Harpa lives up to the classic saying, "if you build it, they will come." The beautiful geometric glass and steel structure, designed by Olafur Eliasson, Henning Larsen Architects and Batteríio Architects, almost never happened. Back in the global financial crisis of 2008, the entire multi complex development plan collapsed. The building sat half finished and according locals, there were proposals to turn the shell of a building into a national monument representing the economic crash.
Thankfully, the government decided to fund the completion of the hall and the people of Iceland together worked their way out of the Great Recession. For a few years following, it was the only active construction site in all of Iceland. Today, Iceland's economy is booming and Harpa, inspired by Iceland's beautiful landscape of fire, ice and water literally reflects everything that is wonderful about Iceland.

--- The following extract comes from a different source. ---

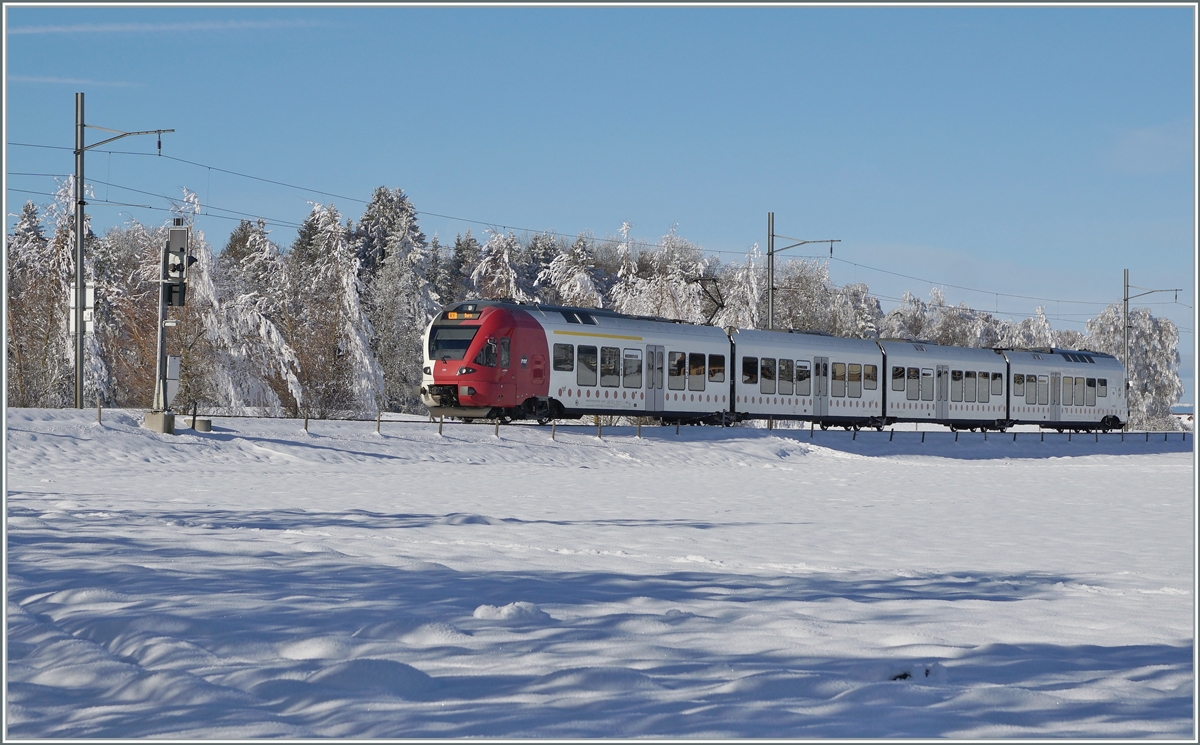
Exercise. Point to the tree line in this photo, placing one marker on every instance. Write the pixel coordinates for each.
(331, 325)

Like most who visit Iceland, we were there to explore the country's unique landscape; however, I found myself revisiting Harpa every chance I could. I was mesmerized by how the light played with the structure during the day and how the building came to life at night with its bright colors and active light show. I wasn't the only one. Everyone had their phones and cameras out to document their experience with the building. There was even a pretty large group of kids skate boarding in the plaza. They were all trying to impress the camera with their best tricks. Little did they know, it was the building I was photographing!
My most memorable and magical moment was the chance to take in one of the slowest and most beautiful sunsets of my life reflect on Harpa's glass façade. As someone from MN with a love for sailing, the marina in the foreground with Harpa's dramatic display of an Icelandic sunset was truly a special moment.